Sul piano emotivo un bambino che a causa del suo disturbo non riesce a stare al passo con gli altri può sperimentare notevole frustrazione e scarso senso di autoefficacia. Un alunno che sperimenta ogni giorno la sua difficoltà, può sviluppare scarsa autostima e scarsa motivazione allo studio, che può avere come conseguenza anche l’abbandono scolastico. La diagnosi precoce è importante, perché è possibile intervenire sia attraverso un potenziamento specifico, sia attraverso la scuola, con l’attivazione delle misure compensative e dispensative. Un lavoro di potenziamento proprio nel momento in cui la difficoltà si presenta può dare ottimi risultati, che permettono che si crei quel circolo virtuoso in cui il bambino sperimenta efficacia, che innalza la sua autostima e motivazione.
Mettendoci dalla parte dei genitori, quali sono le dimensioni psicologiche e affettive che possono attivarsi quando ci si rende conto di avere un figlio con un disturbo specifico dell’apprendimento?

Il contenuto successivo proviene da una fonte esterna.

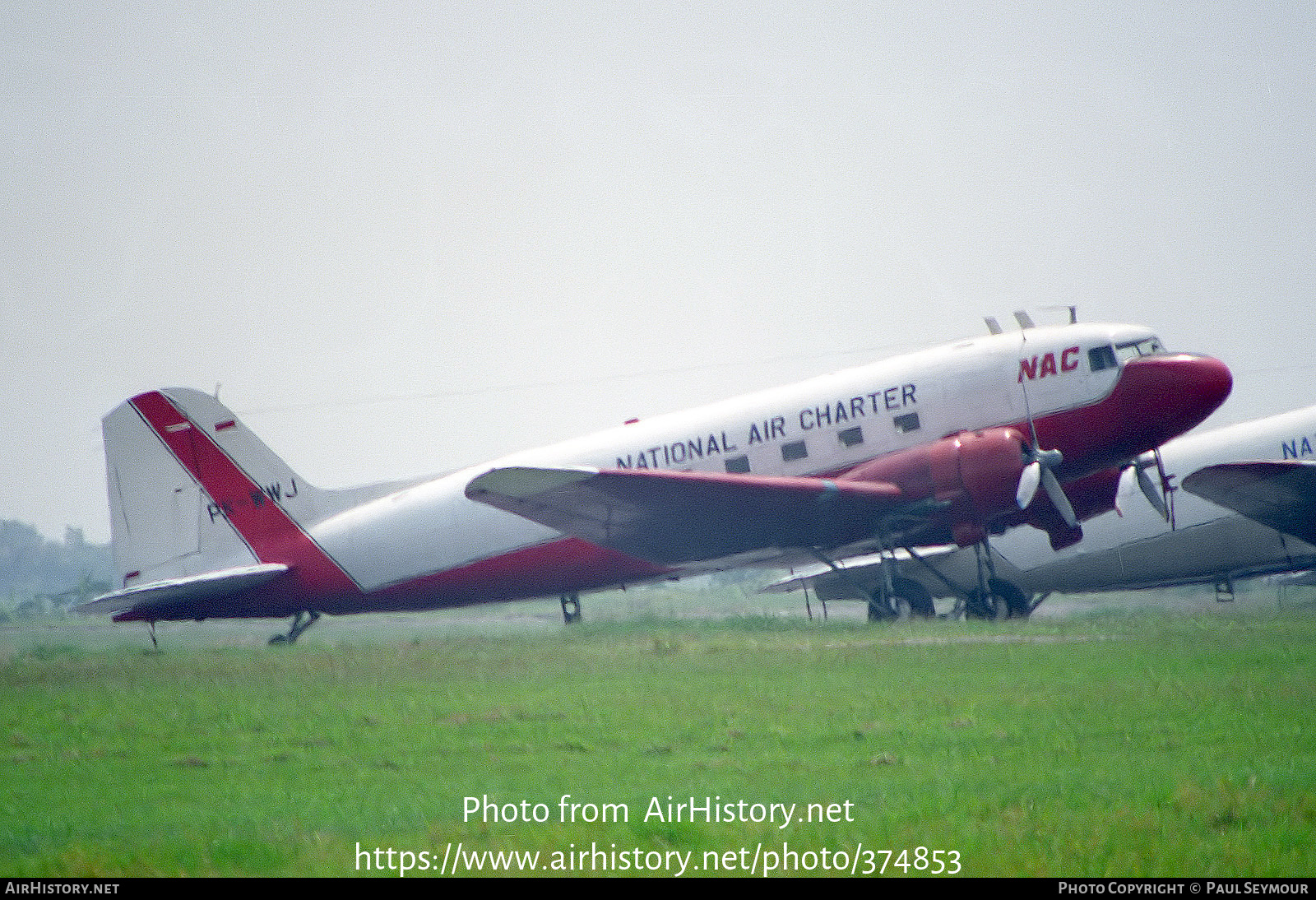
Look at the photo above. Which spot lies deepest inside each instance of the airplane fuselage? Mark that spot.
(1099, 394)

Per quei genitori che si rendono conto della difficoltà, ci sono due punti critici. Uno, emotivo e psicologico, si accompagna alla domanda: come aiutare mio figlio? Come aiutarlo nei compiti, come aiutarlo perché non subisca quel senso di frustrazione di cui si parlava prima…. E poi c’è un punto più pratico, più operativo, che impatta anche sul piano psicologico: cosa fare quando si rende evidente una difficoltà: qual è l’iter? A chi mi devo rivolgere? Quanto dovrò attendere per poter capire perché mio figlio è in difficoltà? Il genitore può vivere un senso di smarrimento, di impotenza e anche di rabbia. In tutto il processo di individuazione del problema fino alla diagnosi e presa in carico, è importante che i professionisti conoscano bene le caratteristiche del disturbo per poter guidare, chiarire e informare correttamente i genitori.
Quindi lo psicologo può seguire l’intero processo, sia rispetto al disturbo del bambino che rispetto al percorso che coinvolge i caregiver…
Sì. Lo psicologo può intervenire in tutte le fasi. Nel riconoscimento del problema (la diagnosi), nell’intervento sul problema (potenziamento dei processi di apprendimento), nella gestione concreta degli effetti che il disturbo determina nella vita quotidiana delle famiglie. E’ importante però che lo psicologo abbia una formazione specifica sui disturbi dell’apprendimento e che possa lavorare in rete con altri professionisti.